EDITORIAL
We experienced a strong surge in visits to our site the other day and noticed that two of our editorials (here and here) were picked up by a member of Reddit, a community news service within a crowded field of Digg imitators that provides a forum for its members to troll the Internet for stories that inform, educate, piss them off or make them laugh - and then post them to Reddit for fellow members to vote up or down as germaine.
We thank him or her for submitting our editorials to the forum, but the only problem with any of these community news services is not just what their members consider germaine - but more importantly, what essentially amounts to a mob mentality that drives and determines what is Reddit-worthy.
We'll briefly explain.
The Digg, Newsvine and Reddit business models are pretty much based on the democratization of news, which just means that all of us are tired of newspaper and television editors filtering what they think we should or should not read or hear about.

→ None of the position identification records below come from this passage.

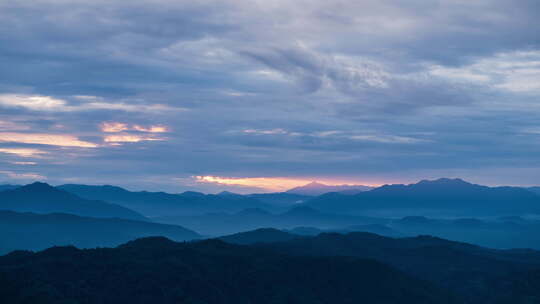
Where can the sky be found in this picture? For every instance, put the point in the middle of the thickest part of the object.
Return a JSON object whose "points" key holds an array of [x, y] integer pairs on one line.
{"points": [[258, 96]]}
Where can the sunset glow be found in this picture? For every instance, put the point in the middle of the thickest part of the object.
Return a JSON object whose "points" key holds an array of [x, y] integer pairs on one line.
{"points": [[115, 127], [129, 138], [45, 139], [23, 152], [275, 184]]}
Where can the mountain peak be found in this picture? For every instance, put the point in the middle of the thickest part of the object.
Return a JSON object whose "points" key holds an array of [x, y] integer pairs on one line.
{"points": [[228, 193], [37, 187], [444, 181], [316, 188]]}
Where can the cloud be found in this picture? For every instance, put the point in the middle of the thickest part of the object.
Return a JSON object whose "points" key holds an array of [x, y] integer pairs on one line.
{"points": [[45, 139], [114, 127], [374, 88], [50, 104], [129, 138], [517, 72], [24, 152], [23, 176], [24, 163], [274, 184]]}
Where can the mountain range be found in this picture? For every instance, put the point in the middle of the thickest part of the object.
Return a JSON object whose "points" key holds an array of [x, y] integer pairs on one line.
{"points": [[43, 198], [32, 231], [475, 274], [316, 189], [443, 197], [161, 204], [217, 224], [157, 270], [272, 266]]}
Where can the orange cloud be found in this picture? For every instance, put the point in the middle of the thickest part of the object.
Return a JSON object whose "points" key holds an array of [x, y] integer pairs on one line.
{"points": [[129, 138], [275, 184], [45, 139], [151, 129], [24, 163], [23, 152], [30, 175], [113, 127]]}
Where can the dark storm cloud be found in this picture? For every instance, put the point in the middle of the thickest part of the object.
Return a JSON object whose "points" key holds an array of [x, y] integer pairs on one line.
{"points": [[363, 90]]}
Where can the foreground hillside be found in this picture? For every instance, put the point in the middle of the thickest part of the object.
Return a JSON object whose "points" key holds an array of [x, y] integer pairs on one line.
{"points": [[475, 274], [156, 270]]}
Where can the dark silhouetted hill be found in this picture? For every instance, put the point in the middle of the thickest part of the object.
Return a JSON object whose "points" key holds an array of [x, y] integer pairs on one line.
{"points": [[156, 270], [442, 197], [262, 235], [280, 198], [43, 198], [470, 271], [31, 231]]}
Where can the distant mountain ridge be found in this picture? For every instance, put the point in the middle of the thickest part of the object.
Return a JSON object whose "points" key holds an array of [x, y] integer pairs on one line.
{"points": [[43, 198], [31, 231], [161, 203], [441, 197], [316, 189]]}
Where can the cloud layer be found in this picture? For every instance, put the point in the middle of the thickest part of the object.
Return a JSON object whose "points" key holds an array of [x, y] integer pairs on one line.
{"points": [[152, 94]]}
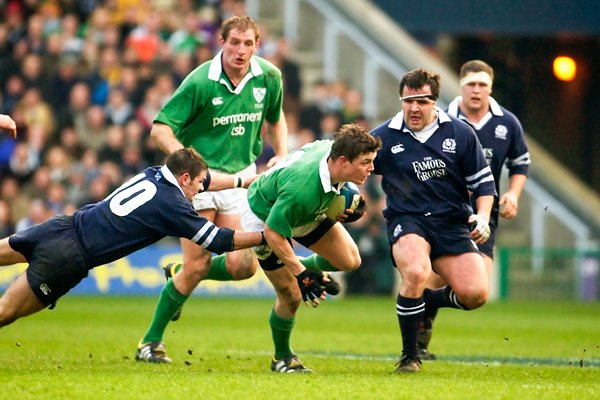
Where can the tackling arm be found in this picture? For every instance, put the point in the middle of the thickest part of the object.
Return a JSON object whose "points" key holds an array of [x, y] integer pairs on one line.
{"points": [[509, 202], [277, 132], [9, 124], [481, 230], [164, 137]]}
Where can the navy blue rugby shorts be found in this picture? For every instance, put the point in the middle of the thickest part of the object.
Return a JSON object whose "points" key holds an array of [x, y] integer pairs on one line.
{"points": [[444, 237], [56, 260]]}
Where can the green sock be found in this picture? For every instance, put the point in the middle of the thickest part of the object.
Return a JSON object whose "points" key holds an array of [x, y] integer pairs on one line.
{"points": [[175, 268], [281, 330], [315, 262], [217, 270], [168, 303]]}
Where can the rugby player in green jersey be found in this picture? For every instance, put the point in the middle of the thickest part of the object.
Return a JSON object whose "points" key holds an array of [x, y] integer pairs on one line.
{"points": [[289, 201], [219, 110]]}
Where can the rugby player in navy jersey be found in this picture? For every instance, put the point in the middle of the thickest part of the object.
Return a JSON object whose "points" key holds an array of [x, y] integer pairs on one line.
{"points": [[501, 136], [154, 204], [430, 163]]}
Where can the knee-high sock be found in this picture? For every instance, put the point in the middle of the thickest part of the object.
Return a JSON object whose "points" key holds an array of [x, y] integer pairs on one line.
{"points": [[217, 270], [281, 329], [168, 303], [442, 297], [315, 262], [410, 313]]}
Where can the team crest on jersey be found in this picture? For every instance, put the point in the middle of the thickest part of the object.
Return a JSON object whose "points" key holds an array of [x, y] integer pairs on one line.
{"points": [[397, 148], [259, 94], [501, 132], [45, 289], [449, 146]]}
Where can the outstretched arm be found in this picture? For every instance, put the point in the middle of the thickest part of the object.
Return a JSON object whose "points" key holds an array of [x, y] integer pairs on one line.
{"points": [[164, 137], [222, 181], [9, 124], [277, 132], [509, 202]]}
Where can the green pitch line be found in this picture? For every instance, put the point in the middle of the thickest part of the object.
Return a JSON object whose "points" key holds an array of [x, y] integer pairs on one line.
{"points": [[582, 362]]}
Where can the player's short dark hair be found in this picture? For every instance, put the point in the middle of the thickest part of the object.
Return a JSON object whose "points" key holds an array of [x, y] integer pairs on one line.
{"points": [[475, 66], [241, 23], [352, 140], [186, 160], [417, 78]]}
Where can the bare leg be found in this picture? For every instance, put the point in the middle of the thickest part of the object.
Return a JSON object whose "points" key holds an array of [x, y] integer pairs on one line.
{"points": [[18, 301]]}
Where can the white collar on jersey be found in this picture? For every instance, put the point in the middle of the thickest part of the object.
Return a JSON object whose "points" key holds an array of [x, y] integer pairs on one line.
{"points": [[325, 176], [170, 177], [216, 68], [398, 120], [494, 107]]}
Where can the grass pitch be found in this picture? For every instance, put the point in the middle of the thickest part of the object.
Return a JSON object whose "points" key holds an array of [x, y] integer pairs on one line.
{"points": [[221, 349]]}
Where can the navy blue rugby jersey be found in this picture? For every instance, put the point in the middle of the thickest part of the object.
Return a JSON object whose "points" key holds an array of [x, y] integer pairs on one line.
{"points": [[501, 137], [432, 178], [140, 212]]}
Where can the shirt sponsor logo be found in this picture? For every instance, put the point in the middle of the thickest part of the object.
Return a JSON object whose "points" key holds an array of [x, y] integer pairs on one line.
{"points": [[237, 118], [501, 132], [397, 148], [238, 130], [429, 168], [397, 230], [259, 94], [449, 146]]}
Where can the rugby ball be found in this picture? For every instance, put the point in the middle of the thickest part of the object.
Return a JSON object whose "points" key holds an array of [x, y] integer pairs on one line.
{"points": [[349, 198]]}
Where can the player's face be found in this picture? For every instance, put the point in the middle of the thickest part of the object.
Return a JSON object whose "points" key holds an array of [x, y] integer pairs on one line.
{"points": [[358, 170], [238, 49], [475, 96], [192, 186], [418, 112]]}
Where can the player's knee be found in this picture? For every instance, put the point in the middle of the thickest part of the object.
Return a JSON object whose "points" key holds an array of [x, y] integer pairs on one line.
{"points": [[474, 298], [350, 262], [243, 266], [7, 316], [289, 298], [414, 276]]}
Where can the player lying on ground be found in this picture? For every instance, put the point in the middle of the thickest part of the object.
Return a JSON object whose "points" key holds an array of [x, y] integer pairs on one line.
{"points": [[150, 206]]}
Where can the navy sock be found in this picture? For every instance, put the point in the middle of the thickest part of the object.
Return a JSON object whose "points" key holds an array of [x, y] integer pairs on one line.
{"points": [[410, 313]]}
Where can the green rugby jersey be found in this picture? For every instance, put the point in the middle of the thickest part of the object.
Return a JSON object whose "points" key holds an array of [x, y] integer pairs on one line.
{"points": [[291, 197], [221, 122]]}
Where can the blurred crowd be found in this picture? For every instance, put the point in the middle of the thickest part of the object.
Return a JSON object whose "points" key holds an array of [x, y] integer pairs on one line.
{"points": [[84, 79]]}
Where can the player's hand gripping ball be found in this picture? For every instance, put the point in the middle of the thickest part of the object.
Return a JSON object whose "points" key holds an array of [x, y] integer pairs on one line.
{"points": [[349, 198]]}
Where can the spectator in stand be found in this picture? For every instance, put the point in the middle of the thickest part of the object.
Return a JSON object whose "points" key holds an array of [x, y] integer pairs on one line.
{"points": [[145, 39], [92, 132], [38, 213], [113, 148], [23, 161], [69, 140], [18, 200], [37, 112], [7, 226], [12, 92], [59, 163], [118, 108], [75, 113]]}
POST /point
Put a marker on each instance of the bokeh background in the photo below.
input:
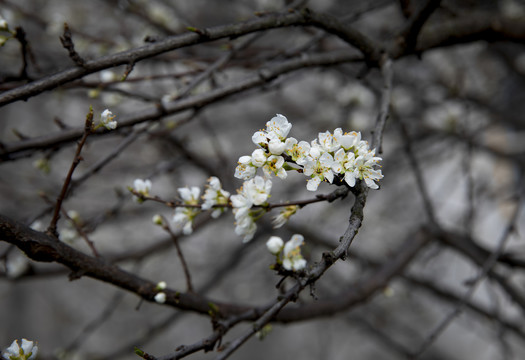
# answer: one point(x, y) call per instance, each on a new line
point(462, 107)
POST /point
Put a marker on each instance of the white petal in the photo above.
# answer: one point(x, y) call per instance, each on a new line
point(274, 244)
point(313, 184)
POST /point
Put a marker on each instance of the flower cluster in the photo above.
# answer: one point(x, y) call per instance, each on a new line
point(255, 191)
point(27, 351)
point(106, 120)
point(289, 254)
point(332, 154)
point(141, 187)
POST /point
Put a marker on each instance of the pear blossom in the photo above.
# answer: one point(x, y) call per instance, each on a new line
point(184, 216)
point(327, 142)
point(260, 138)
point(363, 168)
point(28, 351)
point(319, 169)
point(142, 187)
point(297, 151)
point(347, 140)
point(275, 244)
point(257, 190)
point(16, 265)
point(276, 129)
point(279, 126)
point(160, 297)
point(274, 165)
point(106, 120)
point(258, 157)
point(245, 170)
point(215, 195)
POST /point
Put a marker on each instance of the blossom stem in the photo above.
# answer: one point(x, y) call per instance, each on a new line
point(185, 268)
point(88, 128)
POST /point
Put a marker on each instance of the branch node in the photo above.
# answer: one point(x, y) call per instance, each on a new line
point(67, 42)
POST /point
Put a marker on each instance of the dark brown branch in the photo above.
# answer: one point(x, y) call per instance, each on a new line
point(270, 21)
point(44, 248)
point(361, 290)
point(88, 128)
point(67, 42)
point(264, 76)
point(410, 33)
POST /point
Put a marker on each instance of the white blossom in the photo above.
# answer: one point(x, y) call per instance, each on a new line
point(274, 165)
point(106, 120)
point(142, 187)
point(257, 190)
point(160, 298)
point(245, 170)
point(275, 244)
point(28, 351)
point(297, 151)
point(279, 126)
point(258, 157)
point(318, 169)
point(215, 195)
point(363, 168)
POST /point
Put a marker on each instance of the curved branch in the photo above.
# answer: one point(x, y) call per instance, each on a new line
point(199, 36)
point(265, 75)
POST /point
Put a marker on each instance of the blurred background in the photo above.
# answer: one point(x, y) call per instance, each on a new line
point(461, 108)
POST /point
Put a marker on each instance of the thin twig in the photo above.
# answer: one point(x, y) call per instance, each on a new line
point(88, 128)
point(187, 275)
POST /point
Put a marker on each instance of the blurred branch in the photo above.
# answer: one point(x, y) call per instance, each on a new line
point(264, 75)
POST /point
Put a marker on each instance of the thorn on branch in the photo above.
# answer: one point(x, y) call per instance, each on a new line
point(201, 32)
point(67, 42)
point(129, 69)
point(20, 35)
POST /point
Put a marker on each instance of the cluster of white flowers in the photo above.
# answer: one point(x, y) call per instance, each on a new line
point(289, 254)
point(337, 155)
point(106, 120)
point(330, 155)
point(255, 191)
point(27, 351)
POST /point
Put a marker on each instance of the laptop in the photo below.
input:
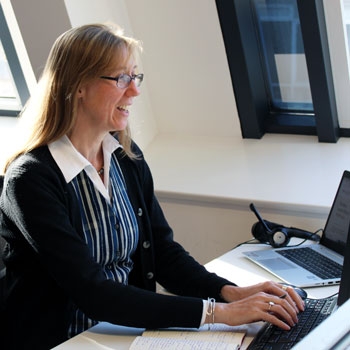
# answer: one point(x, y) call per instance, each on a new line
point(316, 312)
point(282, 262)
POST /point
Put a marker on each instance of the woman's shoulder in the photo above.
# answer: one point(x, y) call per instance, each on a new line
point(36, 164)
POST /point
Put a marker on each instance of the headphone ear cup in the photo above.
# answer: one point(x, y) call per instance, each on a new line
point(259, 233)
point(279, 238)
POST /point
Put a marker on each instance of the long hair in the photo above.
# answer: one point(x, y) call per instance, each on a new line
point(78, 55)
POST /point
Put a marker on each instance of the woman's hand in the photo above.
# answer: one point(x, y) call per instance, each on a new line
point(267, 301)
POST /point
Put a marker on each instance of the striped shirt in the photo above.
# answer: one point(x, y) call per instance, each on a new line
point(109, 223)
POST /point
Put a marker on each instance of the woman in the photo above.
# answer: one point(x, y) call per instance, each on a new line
point(86, 238)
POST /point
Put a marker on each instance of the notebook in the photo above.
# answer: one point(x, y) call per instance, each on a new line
point(307, 273)
point(316, 311)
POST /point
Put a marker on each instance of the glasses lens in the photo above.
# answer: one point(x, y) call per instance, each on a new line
point(138, 79)
point(123, 81)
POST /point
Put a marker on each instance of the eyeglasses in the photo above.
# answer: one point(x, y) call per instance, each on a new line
point(124, 80)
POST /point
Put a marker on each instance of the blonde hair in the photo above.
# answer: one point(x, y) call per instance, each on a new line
point(78, 55)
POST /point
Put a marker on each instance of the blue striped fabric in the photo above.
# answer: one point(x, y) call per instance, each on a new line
point(110, 230)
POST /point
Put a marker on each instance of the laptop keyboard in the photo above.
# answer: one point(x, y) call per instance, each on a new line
point(313, 261)
point(273, 338)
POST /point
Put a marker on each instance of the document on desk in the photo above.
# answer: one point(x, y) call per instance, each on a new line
point(220, 337)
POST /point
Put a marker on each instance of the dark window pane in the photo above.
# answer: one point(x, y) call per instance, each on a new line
point(282, 47)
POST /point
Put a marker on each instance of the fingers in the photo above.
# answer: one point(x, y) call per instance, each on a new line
point(293, 297)
point(281, 290)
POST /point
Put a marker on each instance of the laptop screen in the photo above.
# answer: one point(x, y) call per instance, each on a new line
point(337, 226)
point(344, 289)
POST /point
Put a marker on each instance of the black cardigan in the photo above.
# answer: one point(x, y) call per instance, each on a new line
point(50, 269)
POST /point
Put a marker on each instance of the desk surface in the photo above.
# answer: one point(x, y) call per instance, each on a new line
point(232, 265)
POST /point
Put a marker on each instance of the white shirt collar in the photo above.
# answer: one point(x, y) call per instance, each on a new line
point(71, 162)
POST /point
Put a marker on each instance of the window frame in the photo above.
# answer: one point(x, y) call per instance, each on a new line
point(15, 66)
point(247, 75)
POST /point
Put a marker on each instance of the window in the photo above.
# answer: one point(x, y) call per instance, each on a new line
point(280, 66)
point(13, 88)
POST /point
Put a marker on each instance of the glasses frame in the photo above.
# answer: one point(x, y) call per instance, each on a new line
point(138, 78)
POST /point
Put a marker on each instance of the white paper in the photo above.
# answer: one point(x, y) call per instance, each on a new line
point(220, 337)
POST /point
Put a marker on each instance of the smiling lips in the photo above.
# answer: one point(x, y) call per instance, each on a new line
point(123, 108)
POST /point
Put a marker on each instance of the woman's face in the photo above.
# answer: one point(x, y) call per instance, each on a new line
point(105, 107)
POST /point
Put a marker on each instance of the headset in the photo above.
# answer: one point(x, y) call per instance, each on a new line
point(277, 235)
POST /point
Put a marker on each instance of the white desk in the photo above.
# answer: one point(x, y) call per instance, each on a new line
point(232, 265)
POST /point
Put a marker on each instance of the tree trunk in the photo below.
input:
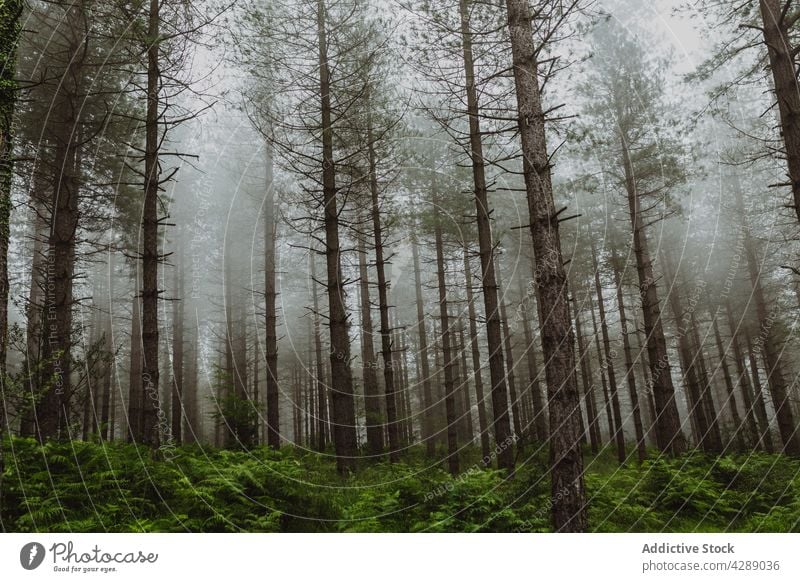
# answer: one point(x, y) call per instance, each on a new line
point(558, 341)
point(586, 377)
point(777, 36)
point(706, 392)
point(9, 35)
point(476, 359)
point(540, 415)
point(271, 317)
point(765, 434)
point(177, 350)
point(742, 380)
point(641, 449)
point(35, 348)
point(697, 411)
point(668, 424)
point(468, 428)
point(608, 362)
point(510, 377)
point(135, 372)
point(428, 404)
point(449, 361)
point(738, 425)
point(343, 410)
point(766, 343)
point(321, 383)
point(372, 404)
point(392, 422)
point(501, 424)
point(150, 221)
point(600, 358)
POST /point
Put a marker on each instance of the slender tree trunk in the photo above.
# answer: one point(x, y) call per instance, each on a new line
point(271, 320)
point(781, 51)
point(392, 422)
point(108, 352)
point(766, 343)
point(765, 434)
point(427, 397)
point(501, 423)
point(476, 359)
point(9, 34)
point(742, 380)
point(372, 404)
point(35, 345)
point(193, 432)
point(409, 423)
point(322, 389)
point(668, 424)
point(697, 412)
point(641, 449)
point(135, 376)
point(601, 359)
point(177, 350)
point(343, 410)
point(586, 377)
point(608, 362)
point(540, 416)
point(706, 392)
point(510, 376)
point(738, 425)
point(150, 222)
point(558, 341)
point(469, 430)
point(449, 388)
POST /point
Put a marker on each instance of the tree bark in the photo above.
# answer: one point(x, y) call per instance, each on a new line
point(372, 404)
point(428, 404)
point(392, 423)
point(135, 372)
point(271, 317)
point(558, 341)
point(150, 221)
point(780, 50)
point(449, 388)
point(483, 424)
point(641, 449)
point(766, 342)
point(600, 358)
point(501, 424)
point(510, 376)
point(586, 378)
point(467, 428)
point(608, 362)
point(321, 383)
point(730, 389)
point(177, 350)
point(668, 425)
point(742, 380)
point(343, 410)
point(765, 434)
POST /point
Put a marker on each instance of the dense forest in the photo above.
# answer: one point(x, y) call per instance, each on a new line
point(409, 265)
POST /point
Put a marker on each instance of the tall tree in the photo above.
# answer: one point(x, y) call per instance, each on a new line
point(558, 341)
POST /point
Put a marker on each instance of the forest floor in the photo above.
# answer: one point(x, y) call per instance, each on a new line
point(89, 487)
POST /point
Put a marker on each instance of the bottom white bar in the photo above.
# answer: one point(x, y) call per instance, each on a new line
point(399, 557)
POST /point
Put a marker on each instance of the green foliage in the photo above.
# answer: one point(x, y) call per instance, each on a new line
point(86, 487)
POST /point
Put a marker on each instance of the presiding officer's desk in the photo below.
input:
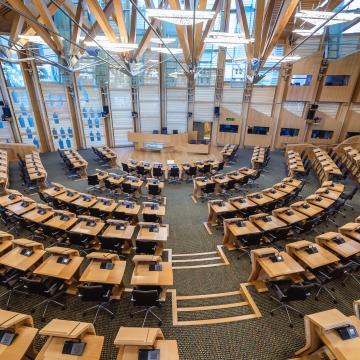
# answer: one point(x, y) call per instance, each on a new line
point(262, 267)
point(339, 244)
point(60, 331)
point(320, 330)
point(22, 345)
point(131, 340)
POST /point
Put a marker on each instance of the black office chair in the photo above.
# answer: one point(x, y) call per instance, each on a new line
point(158, 172)
point(208, 190)
point(96, 292)
point(285, 292)
point(327, 274)
point(174, 175)
point(51, 288)
point(145, 247)
point(93, 182)
point(248, 243)
point(191, 172)
point(150, 299)
point(11, 280)
point(111, 244)
point(128, 189)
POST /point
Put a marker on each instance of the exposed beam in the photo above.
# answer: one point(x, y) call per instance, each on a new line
point(266, 24)
point(19, 6)
point(101, 19)
point(132, 37)
point(285, 15)
point(216, 8)
point(47, 20)
point(76, 31)
point(198, 30)
point(16, 28)
point(259, 17)
point(182, 33)
point(119, 14)
point(242, 20)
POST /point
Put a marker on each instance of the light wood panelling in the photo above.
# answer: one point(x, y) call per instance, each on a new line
point(256, 118)
point(348, 65)
point(225, 137)
point(306, 66)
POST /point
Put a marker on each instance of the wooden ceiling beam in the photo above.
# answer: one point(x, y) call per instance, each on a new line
point(259, 17)
point(101, 19)
point(241, 17)
point(209, 25)
point(19, 6)
point(48, 21)
point(266, 24)
point(285, 15)
point(119, 15)
point(182, 33)
point(132, 37)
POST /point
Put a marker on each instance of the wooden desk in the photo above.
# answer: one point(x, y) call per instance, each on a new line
point(125, 234)
point(21, 207)
point(275, 223)
point(289, 216)
point(159, 210)
point(143, 276)
point(320, 329)
point(159, 237)
point(39, 214)
point(216, 208)
point(233, 230)
point(323, 257)
point(320, 201)
point(347, 249)
point(22, 345)
point(15, 260)
point(259, 198)
point(68, 272)
point(58, 222)
point(351, 230)
point(306, 208)
point(263, 267)
point(60, 331)
point(94, 274)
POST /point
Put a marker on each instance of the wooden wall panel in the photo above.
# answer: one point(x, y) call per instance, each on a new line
point(256, 118)
point(306, 66)
point(348, 65)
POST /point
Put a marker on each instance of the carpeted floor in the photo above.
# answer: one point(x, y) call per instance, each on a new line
point(263, 338)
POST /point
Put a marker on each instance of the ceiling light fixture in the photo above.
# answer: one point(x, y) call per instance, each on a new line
point(180, 17)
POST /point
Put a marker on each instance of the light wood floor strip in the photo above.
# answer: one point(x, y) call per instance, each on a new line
point(212, 307)
point(208, 296)
point(217, 321)
point(201, 259)
point(196, 266)
point(195, 254)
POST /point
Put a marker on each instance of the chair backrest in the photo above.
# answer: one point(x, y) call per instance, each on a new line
point(93, 179)
point(145, 297)
point(93, 292)
point(145, 247)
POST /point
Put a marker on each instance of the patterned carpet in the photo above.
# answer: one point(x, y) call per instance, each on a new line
point(265, 338)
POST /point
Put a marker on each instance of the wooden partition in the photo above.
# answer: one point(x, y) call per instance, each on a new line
point(348, 65)
point(306, 66)
point(14, 148)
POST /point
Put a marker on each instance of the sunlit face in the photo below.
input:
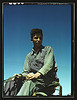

So as we said, Digg's, Reddit's and Newsvine's registered members troll the Internet for news stories that inform, educate, piss them off or make them laugh, then their systems allow their respective members to vote the submitted stories up or down - which then determines whether those stories rise to the privilege of the Front Page . . . or get buried in infinitely long back pages. Oh, anyone who comments on that story can also be praised or buried as well.
Sounds like the ultimate in democracy, huh? Well, consider this, something that has been raised by other critics for a long time.
By voting on each story with merely a thumbs-up or down, Digg, Newsvine, Reddit and others like them allow only those stories or opinions that meet the acceptable political beliefs of the like-minded majority of its members that happen to be online at any particular moment. And if that majority is of a particular political persuasion - then any story that represents an opposing point-of-view usually gets buried faster than an IM.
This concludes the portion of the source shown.